The Aish Rabbi Replies

The Torah prescribes a blue dye called "techelet" to be used as one of the strings on the Tzitzit, and also used for dying priestly garments. (see Exodus 25:4 and Numbers 15:38)

However, Tzitzit are still fit for use even if they lack the blue string.

Techelet was a bluish color, obtained from the fluid of a sea creature called the chilazon (Tosefta Menachot 9:6). It is found on the coast of northern Israel, though there is a disagreement among scholars regarding what the chilazon actually is. Some say it is a snail, others say a squid, and some claim it is another type of mollusk.
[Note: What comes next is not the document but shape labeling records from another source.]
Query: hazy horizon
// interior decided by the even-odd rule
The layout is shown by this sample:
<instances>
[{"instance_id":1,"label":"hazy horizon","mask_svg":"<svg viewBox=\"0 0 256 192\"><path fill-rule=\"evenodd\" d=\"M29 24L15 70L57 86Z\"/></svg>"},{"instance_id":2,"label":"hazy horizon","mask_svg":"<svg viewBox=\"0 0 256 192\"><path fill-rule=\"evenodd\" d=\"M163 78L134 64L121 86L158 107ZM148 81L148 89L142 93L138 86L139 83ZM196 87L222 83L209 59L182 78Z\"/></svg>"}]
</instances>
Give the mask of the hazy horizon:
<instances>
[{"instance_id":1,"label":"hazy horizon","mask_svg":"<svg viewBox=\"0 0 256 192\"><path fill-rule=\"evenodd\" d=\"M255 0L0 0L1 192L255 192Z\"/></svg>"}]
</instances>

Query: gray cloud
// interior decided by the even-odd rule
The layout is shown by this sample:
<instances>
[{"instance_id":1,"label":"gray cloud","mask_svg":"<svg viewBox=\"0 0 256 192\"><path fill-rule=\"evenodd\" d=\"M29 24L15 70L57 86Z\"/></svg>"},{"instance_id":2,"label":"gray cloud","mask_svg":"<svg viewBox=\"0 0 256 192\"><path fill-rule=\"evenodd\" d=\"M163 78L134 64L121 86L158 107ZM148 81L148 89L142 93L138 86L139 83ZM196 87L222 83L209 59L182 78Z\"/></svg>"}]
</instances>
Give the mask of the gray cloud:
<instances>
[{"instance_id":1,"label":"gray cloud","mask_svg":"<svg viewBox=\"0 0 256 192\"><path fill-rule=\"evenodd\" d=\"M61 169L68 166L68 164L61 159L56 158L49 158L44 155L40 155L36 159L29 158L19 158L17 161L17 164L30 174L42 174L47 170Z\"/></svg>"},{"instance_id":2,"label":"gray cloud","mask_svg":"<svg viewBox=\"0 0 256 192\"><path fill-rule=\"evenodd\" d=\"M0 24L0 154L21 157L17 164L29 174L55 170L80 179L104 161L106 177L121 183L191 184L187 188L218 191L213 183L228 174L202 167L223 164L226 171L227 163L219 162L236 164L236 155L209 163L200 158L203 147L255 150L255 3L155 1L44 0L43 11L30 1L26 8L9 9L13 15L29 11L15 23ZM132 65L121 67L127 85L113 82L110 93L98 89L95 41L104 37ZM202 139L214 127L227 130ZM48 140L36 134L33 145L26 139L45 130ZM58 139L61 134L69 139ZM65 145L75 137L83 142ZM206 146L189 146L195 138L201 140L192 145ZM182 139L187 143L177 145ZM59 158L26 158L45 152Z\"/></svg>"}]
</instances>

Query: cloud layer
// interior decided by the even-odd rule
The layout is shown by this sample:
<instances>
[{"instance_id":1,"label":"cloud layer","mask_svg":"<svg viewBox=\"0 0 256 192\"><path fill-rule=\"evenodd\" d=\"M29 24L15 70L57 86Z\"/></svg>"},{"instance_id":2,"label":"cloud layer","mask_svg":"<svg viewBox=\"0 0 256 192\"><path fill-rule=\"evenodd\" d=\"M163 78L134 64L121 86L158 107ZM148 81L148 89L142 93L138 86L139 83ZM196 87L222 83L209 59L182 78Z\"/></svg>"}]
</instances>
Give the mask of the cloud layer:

At any rate, this particular dye was very precious and because of its value, the Romans (who conquered Israel in 63 BCE) seized control of its usage. This caused the Jewish dyers to go underground. By 639 CE, at the time of the Arab conquest, the secret of techelet was lost all together.

In the 1850s, Rabbi Gershon Henoch Leiner, the Radzyner Rebbe, began to search for the long lost chilazon. What he came up with was a type of squid that fit the Talmud's description. Within a few years, thousands of the rebbe's followers were wearing techelet.
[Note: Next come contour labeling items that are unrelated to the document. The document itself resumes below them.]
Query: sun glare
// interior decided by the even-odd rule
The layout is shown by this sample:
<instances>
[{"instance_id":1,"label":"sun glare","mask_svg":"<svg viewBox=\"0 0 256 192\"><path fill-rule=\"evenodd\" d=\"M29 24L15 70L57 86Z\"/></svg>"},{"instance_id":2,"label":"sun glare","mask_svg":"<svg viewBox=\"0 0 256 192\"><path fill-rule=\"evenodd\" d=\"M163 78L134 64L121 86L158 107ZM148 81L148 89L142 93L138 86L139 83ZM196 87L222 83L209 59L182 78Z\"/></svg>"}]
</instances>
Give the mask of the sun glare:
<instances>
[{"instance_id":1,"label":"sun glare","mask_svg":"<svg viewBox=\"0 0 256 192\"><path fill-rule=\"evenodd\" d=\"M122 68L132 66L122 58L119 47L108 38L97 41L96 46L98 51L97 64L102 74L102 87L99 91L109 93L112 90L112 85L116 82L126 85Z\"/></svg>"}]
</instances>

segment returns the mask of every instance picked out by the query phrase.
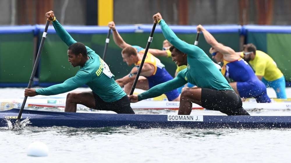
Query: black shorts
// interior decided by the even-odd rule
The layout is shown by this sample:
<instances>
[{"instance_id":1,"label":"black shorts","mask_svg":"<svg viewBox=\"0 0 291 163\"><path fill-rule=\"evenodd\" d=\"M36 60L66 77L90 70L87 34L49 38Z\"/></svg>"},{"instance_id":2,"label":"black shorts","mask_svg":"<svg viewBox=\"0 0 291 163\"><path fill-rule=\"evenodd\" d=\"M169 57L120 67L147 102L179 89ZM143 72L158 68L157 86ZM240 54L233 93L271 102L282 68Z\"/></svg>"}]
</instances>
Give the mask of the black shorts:
<instances>
[{"instance_id":1,"label":"black shorts","mask_svg":"<svg viewBox=\"0 0 291 163\"><path fill-rule=\"evenodd\" d=\"M94 109L101 111L112 111L118 114L134 114L130 107L130 102L127 96L112 102L107 102L96 94L92 92L95 100Z\"/></svg>"},{"instance_id":2,"label":"black shorts","mask_svg":"<svg viewBox=\"0 0 291 163\"><path fill-rule=\"evenodd\" d=\"M249 115L242 108L242 99L232 90L217 90L202 88L201 91L202 107L219 111L228 115Z\"/></svg>"}]
</instances>

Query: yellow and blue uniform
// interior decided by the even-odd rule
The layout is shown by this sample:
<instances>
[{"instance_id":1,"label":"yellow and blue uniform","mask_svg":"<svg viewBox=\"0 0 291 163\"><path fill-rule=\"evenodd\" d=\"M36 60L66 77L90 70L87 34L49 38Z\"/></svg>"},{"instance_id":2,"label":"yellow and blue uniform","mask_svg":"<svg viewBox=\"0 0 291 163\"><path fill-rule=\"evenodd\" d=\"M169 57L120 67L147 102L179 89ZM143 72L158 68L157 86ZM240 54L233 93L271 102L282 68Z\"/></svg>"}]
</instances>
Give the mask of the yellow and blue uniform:
<instances>
[{"instance_id":1,"label":"yellow and blue uniform","mask_svg":"<svg viewBox=\"0 0 291 163\"><path fill-rule=\"evenodd\" d=\"M263 77L262 82L267 86L275 90L277 98L286 98L285 78L276 62L262 51L256 50L255 53L255 58L249 63L255 71L256 75Z\"/></svg>"},{"instance_id":2,"label":"yellow and blue uniform","mask_svg":"<svg viewBox=\"0 0 291 163\"><path fill-rule=\"evenodd\" d=\"M53 22L57 34L68 46L77 42L57 20ZM115 82L114 76L107 64L92 49L86 46L89 59L76 75L64 82L36 90L38 95L52 95L67 92L86 84L104 101L111 102L126 96L126 94Z\"/></svg>"},{"instance_id":3,"label":"yellow and blue uniform","mask_svg":"<svg viewBox=\"0 0 291 163\"><path fill-rule=\"evenodd\" d=\"M221 72L226 77L237 82L237 91L241 97L254 97L258 102L271 102L267 95L266 86L242 59L231 62L224 60Z\"/></svg>"},{"instance_id":4,"label":"yellow and blue uniform","mask_svg":"<svg viewBox=\"0 0 291 163\"><path fill-rule=\"evenodd\" d=\"M145 49L138 46L134 46L137 50L139 53L143 55L144 53ZM136 66L138 68L139 68L139 65L141 61L139 61L135 64ZM152 75L149 76L145 76L148 81L149 87L150 88L153 87L161 83L166 82L173 79L173 77L167 71L165 68L165 66L161 62L159 59L152 54L148 52L144 63L149 64L155 67L155 71ZM179 97L180 93L177 89L174 89L165 93L168 100L171 101Z\"/></svg>"}]
</instances>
However, in 1913 Rabbi Isaac Herzog (the Chief Rabbi of Ireland and later the Chief Rabbi of Israel) discovered that the techelet dye of the Radzyner Rebbe included iron fillings in the process. Rabbi Herzog ruled that this makes the dye synthetic – and thus unfit for use. Nevertheless, there are still people today who wear the Techelet of the Radzyner Rebbe.

As Rabbi Herzog continued his research, he found that the French zoologist Henri de Lacase-Duthiers had discovered a mollusk called murex trunculus that could create a blue dye. Subsequent research has prompted other Jews to use Rabbi Herzog's techelet.

Today, however, the majority of Jews still do not wear Techelet because we don't have a bona fide tradition coming from the time of the Sages of exactly which animal is used.

Next time you are in Israel, you can stop by the "Temple Institute" located in the Old City of Jerusalem to see examples of wool dyed from the various sea creatures thought to be the Chilazon. To learn more, go to www.temple.org.il and www.tekhelet.co.il.

There are many esoteric meanings to the techelet thread. The Midrash says, "Whoever observes the mitzvah of tzitzit is considered as if he greeted the Divine Presence, for techelet resembles the sea, and the sea resembles the sky, and the sky resembles God's holy throne." (Sifrei – Shelach) Thus the techelet thread is a method of gaining the highest levels of spirituality.

May the Almighty reveal the secret of the chilazon, speedily in our days!